El exceso de paranoia es el peor de los males.

Demasías

Algún autor cuyo nombre he olvidado en algún libro cuyo título tampoco recuerdo escribió que mientras lloramos no pensamos.

Solo así. Se llora en blanco.

Y me quedé dando vueltas a su idea, hilvanando propias.

Pues nada, a mí que la oferta de llanto me sobra con creces sobre la demanda de sentido común, me hizo caer en cuenta de una verdad tan íntima como irrefutable.

Lloro de asombro, de alegría, de enternecimiento. Lloro de angustia y lloro de enojo. Lloro por los recuerdos abarrotados, por las pérdidas que les acompañan, lloro cuando la música me adivina los arrojos.

Lloro porque el tiempo anda afanado saturándome de resignaciones. Lloro porque aún quiero hacer mías millones de ideas y la existencia se empeña en contraerse.

Lloro porque sé que las lunas de los afectos tienen un lado oscuro. Lloro porque esa sombra me queda grande.

Lloro porque el libro está por terminar y yo me quiero quedar en su historia.

Lloro porque me lo pide la vida para descompresionar los agujeros que le abro por acumularle tanto llanto.

Y, pensándolo bien, lloro para no pensar en lo que me invita a llorar.

Razón doy al autor cuyo nombre he olvidado.
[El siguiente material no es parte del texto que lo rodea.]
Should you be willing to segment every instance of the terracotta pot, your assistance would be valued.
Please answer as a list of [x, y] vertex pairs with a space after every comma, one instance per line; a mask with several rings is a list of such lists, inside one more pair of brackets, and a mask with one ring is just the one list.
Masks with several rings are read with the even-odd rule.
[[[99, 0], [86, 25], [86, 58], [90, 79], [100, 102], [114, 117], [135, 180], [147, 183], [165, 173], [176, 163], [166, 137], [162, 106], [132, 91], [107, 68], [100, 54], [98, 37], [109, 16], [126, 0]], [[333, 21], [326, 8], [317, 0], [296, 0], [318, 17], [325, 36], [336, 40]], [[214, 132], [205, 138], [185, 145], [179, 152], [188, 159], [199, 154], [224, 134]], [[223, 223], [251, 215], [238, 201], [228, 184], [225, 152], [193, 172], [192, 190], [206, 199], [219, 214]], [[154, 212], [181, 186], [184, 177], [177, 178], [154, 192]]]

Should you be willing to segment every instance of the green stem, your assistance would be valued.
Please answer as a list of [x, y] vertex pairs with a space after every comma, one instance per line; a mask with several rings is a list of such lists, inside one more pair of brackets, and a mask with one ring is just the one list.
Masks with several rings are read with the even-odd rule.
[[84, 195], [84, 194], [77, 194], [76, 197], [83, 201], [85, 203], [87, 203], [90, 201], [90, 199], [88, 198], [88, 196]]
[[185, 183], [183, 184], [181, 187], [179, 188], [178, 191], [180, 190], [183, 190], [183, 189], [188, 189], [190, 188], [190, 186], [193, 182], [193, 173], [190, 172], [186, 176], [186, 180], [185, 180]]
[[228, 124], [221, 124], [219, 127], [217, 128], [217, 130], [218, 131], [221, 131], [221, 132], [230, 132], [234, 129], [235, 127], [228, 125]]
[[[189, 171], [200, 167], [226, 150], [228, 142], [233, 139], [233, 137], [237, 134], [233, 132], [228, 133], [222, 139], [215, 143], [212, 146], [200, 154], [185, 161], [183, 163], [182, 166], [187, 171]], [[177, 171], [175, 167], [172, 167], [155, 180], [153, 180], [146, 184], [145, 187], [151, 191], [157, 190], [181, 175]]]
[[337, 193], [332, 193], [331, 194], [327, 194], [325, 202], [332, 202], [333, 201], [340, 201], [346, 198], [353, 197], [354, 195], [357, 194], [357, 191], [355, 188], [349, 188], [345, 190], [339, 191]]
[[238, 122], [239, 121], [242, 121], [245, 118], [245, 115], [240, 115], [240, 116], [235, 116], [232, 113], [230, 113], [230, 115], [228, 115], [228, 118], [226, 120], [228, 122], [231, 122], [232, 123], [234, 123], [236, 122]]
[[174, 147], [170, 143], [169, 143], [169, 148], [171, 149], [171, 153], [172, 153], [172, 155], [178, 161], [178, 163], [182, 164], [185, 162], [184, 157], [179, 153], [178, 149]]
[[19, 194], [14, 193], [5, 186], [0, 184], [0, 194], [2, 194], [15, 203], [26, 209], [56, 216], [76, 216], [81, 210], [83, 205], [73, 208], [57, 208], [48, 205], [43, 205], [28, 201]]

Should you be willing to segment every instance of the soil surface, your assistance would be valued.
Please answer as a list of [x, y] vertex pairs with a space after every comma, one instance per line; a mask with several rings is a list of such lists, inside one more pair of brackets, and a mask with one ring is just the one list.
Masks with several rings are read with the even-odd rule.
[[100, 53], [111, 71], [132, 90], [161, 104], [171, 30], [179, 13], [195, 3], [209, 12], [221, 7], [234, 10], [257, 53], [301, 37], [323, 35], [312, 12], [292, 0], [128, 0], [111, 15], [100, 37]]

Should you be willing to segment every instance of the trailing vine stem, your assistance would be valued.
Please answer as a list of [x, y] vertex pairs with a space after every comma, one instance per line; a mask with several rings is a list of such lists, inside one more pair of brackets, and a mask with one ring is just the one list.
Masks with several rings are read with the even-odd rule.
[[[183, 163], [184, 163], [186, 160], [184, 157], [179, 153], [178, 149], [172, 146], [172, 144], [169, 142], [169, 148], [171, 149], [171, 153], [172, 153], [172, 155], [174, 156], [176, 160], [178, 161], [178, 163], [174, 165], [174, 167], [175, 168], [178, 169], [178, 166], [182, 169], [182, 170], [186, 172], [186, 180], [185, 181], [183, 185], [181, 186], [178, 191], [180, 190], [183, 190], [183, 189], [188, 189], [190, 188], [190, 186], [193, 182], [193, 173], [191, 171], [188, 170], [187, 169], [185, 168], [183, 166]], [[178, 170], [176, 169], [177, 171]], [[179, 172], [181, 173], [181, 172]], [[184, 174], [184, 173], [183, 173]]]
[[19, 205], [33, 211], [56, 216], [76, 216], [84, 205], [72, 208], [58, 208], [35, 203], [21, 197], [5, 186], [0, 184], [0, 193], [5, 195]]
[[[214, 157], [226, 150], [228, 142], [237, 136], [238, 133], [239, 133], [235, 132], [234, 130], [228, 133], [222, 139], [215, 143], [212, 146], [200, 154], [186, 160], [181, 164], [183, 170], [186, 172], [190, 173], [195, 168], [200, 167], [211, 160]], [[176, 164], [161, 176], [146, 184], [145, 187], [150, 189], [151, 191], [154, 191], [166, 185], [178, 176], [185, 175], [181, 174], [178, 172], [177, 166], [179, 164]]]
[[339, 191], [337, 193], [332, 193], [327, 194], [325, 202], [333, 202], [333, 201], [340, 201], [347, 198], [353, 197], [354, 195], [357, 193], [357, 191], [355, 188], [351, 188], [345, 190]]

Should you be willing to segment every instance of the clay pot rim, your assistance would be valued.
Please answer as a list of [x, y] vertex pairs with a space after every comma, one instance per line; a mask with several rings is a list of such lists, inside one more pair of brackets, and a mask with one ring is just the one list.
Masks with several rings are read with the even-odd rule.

El llanto es una pausa en el afán del raciocinio que pone en libertad las demasías del corazón.

¿Dónde en la foto?

No solo los saldos de fiambre asoman en el refrigerador, como flores acuáticas, ansiando algún apetito entusiasta.

Queda también un modo reflexivo en el entendimiento, quedan silencios viscosos. Un álbum de imágenes se mueve como carrusel en emociones que no se nombran fácilmente.

En la foto ¿dónde se hubieran colocado quienes ya no están?

Y luego pienso que no. No tomamos ninguna foto de todos juntos. Estábamos contentos, sin duda. Pero el rito se va haciendo distinto.

Una extraña dispersión flota en el recuerdo de ese día, otra suerte de fantasma. Pero no la nombramos por temor de que algo se quiebre.

En su día los muertos

Que ya no escriba a mi muerto aconsejan mis más queridos. Y a veces obedezco.

Entro en mansedumbre, no me agita la nostalgia, la herida guarda silencio.

Pero hoy se vale. En su día, no lamentamos la ausencia de los difuntos, celebramos la presencia de su recuerdo.